The criteria for the work was to create a piece of art work that would emulate nature, bringing the ‘outside in’, and ideally depict the Sudbury country side area. It would also evoke a feeling of well-being to the patients and staff . A palette was set to work from to match the décor of the building. The art work could be in any medium but would be eventually installed as a two dimensional wall-covering.

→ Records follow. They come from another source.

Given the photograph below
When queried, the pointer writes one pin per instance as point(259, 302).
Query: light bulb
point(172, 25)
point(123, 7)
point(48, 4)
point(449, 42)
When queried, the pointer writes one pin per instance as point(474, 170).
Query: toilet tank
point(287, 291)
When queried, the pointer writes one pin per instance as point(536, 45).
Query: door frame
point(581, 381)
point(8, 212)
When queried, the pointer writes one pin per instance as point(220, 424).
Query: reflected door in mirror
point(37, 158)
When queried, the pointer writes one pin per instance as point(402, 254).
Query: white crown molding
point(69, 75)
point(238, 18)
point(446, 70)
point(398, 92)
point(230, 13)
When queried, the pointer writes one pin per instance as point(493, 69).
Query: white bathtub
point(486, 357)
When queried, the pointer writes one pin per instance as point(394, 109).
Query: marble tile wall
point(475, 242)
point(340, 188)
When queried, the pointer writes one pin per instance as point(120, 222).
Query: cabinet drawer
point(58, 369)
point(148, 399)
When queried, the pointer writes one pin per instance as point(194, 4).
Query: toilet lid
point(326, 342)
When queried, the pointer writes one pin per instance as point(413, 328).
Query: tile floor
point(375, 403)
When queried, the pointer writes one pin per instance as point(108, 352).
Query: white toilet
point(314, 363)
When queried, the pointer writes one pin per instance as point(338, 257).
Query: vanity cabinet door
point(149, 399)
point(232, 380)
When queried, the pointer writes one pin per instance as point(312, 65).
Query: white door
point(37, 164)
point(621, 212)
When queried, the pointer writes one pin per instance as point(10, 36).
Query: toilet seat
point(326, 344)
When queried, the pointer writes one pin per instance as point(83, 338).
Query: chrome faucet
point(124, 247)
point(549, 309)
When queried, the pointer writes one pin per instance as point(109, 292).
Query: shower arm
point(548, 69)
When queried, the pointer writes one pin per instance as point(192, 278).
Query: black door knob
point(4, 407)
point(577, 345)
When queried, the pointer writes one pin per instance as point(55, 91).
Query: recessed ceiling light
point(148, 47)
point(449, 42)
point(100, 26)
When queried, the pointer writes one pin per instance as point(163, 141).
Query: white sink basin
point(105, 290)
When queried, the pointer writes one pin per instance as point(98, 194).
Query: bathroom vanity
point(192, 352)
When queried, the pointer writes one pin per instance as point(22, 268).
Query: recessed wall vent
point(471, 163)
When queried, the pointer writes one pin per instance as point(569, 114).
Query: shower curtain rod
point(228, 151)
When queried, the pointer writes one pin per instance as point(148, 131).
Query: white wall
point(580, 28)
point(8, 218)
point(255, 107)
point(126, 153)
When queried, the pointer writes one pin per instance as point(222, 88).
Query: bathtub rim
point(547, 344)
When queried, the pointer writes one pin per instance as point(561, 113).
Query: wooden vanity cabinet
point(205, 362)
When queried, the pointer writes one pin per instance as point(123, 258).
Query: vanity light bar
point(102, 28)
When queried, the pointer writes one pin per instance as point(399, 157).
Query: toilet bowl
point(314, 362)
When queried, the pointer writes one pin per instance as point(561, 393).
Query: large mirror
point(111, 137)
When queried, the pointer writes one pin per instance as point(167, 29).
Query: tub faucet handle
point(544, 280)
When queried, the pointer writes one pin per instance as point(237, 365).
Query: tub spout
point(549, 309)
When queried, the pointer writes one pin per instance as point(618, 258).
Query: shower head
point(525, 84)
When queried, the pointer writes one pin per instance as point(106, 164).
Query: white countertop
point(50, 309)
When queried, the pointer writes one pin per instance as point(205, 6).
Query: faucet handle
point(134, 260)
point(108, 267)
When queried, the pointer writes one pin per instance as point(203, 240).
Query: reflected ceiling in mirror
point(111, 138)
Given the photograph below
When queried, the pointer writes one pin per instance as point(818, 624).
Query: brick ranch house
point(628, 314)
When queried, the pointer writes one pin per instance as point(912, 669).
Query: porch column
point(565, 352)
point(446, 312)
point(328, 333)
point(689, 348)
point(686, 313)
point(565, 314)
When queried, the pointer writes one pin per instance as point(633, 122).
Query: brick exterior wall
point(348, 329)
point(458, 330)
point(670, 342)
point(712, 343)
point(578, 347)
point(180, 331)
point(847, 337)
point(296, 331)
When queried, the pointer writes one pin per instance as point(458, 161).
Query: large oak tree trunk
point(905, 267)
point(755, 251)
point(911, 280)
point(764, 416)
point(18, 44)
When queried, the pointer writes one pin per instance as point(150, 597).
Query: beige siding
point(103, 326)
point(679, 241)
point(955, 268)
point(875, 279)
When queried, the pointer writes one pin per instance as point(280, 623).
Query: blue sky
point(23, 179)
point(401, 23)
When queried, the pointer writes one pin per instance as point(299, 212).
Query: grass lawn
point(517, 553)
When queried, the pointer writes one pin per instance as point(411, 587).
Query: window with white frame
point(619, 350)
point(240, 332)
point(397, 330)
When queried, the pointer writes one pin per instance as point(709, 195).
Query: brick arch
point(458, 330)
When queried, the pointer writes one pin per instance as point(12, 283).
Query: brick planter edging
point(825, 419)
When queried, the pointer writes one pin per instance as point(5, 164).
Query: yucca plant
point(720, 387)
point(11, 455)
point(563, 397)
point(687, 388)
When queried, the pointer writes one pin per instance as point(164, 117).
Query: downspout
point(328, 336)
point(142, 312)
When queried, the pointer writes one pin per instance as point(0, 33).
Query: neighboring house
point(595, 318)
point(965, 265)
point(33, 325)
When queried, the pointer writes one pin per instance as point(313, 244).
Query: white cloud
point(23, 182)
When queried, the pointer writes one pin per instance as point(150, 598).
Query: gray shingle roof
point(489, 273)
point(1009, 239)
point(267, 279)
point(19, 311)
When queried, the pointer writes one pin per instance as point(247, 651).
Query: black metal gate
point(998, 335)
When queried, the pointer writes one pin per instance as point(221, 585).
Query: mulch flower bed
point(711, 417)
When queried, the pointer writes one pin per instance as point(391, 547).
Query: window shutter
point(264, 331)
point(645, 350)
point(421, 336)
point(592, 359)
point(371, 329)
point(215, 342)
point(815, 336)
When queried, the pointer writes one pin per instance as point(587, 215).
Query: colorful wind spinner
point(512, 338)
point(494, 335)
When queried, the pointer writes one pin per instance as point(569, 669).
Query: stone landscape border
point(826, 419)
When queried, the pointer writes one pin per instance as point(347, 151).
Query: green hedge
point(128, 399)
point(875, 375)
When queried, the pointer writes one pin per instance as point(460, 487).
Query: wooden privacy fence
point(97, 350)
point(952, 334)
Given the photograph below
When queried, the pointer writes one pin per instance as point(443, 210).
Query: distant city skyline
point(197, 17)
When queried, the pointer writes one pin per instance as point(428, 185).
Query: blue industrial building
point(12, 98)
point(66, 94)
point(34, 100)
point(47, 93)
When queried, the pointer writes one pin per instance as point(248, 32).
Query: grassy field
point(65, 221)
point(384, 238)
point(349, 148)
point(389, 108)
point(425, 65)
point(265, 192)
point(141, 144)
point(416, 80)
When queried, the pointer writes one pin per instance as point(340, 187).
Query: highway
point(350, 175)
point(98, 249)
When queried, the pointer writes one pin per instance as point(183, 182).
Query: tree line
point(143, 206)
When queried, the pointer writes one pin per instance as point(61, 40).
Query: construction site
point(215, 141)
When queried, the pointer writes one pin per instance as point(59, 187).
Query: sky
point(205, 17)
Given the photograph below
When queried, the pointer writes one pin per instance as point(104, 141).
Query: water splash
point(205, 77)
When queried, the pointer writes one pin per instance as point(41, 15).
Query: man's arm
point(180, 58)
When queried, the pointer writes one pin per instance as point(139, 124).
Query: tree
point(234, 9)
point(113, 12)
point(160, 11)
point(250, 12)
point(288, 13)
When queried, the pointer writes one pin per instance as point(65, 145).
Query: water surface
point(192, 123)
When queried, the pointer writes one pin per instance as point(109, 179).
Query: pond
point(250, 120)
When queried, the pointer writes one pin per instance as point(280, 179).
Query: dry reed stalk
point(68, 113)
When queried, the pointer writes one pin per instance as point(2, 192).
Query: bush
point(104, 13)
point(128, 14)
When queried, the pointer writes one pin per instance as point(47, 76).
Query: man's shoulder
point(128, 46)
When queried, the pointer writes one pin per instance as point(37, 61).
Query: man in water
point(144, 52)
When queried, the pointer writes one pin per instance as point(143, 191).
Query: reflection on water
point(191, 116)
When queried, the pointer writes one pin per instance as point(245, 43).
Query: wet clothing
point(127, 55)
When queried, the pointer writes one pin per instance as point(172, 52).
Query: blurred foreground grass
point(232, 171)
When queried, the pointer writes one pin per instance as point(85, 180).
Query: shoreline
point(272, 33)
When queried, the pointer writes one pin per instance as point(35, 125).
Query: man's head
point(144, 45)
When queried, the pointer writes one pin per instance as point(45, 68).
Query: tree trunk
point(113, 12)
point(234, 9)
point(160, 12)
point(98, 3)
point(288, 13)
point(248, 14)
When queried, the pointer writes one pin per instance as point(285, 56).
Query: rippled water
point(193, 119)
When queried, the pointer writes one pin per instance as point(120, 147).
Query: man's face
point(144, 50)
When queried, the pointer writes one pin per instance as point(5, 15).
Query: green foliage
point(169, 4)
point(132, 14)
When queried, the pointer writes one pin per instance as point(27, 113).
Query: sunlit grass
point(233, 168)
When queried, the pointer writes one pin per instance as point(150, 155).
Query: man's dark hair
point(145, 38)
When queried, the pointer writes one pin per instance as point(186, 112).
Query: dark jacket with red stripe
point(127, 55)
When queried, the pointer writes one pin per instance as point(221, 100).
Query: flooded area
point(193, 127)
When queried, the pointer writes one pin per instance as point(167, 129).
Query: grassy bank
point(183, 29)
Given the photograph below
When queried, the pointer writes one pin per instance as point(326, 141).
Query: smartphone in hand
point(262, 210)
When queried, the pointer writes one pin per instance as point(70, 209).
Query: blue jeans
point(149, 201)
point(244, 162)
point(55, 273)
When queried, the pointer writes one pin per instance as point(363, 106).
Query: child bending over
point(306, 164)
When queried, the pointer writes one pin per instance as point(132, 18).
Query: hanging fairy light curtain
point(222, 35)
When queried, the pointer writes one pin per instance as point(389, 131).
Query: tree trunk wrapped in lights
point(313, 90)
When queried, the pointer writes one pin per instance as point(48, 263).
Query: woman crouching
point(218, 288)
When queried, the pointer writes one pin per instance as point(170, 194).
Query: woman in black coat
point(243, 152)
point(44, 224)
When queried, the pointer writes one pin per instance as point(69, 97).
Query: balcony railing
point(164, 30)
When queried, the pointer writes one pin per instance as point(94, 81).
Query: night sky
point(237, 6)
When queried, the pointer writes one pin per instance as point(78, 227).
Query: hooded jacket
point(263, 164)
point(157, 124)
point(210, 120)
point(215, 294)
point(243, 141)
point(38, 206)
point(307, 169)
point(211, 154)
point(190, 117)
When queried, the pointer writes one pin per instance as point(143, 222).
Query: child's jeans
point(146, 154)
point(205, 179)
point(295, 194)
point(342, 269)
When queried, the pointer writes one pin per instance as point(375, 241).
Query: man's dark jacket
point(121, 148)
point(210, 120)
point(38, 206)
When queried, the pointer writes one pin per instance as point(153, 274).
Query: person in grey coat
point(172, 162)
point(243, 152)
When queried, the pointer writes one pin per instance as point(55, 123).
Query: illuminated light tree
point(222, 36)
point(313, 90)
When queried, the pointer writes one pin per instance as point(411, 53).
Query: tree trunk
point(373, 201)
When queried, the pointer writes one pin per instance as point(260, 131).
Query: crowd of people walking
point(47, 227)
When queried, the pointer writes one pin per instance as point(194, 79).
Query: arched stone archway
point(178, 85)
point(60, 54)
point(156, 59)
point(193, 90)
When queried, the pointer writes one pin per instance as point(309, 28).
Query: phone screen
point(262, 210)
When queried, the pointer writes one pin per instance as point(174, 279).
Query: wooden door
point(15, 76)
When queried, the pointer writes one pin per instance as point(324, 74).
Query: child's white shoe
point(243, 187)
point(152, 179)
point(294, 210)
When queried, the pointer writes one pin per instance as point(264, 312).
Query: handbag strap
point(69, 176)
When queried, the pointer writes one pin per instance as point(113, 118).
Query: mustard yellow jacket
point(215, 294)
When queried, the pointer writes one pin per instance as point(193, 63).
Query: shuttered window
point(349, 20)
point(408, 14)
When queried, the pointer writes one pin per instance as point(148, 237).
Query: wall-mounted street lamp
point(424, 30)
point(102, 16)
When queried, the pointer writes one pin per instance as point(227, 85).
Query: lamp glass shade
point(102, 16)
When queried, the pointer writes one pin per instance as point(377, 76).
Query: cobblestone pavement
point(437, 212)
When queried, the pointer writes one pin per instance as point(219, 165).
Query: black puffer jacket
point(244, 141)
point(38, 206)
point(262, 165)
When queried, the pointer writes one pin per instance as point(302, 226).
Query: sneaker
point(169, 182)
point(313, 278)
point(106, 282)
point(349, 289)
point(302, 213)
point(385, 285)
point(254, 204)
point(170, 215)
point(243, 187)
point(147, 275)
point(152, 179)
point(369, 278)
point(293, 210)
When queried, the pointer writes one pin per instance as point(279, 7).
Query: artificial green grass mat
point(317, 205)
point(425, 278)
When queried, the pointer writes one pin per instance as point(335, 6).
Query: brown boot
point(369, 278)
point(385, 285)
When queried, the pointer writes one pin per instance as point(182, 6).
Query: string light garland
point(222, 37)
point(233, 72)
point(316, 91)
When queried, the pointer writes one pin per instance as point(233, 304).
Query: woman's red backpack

Visions of Sudbury 2nd place competition winner receiving £1500 from NHS and permanently installed at Sudbury Community Health Centre in 2014

Until recently, I had lived in Sudbury all my life, so I decided to encompass in the art work all those  scenes I fondly remember, for instance Sudbury town centre and its market, including the Thomas Gainsborough statue, St Gregory's church, where the head of Simon of Sudbury resides and Little Cornard close to where Gainsborough was thought to have painted his famous 'Cornard Wood'. The Croft is the centre piece, divided between panels two and three because it is the place that I miss the most.

 

The scenes are painted with acrylic over four strips of 60” high wallpaper embossed with an elaborate leaf design. The wallpaper was first primed using a gold leave colour for the embossed leaves and a pink colour for the background. I have stuck on broken leaves painted with gold acrylic to depict trees in each of the panels. I used gold as I wanted it to match the décor of the hospital surroundings, its glow representing the golden splendour of nature throughout the season. I added wool to represent Sudbury's strong medieval history as one of the major Wool Towns in East Anglia and bits of thread to depict its weaving history in the 18th and 19th centuries.  Knowing the final piece would be displayed as a 2D digital image gave me the opportunity to experiment with collage, with the objects flattened and refined in the process.  The use of wallpaper resonates a sense of homeliness and cosiness, ‘bringing nature inside’.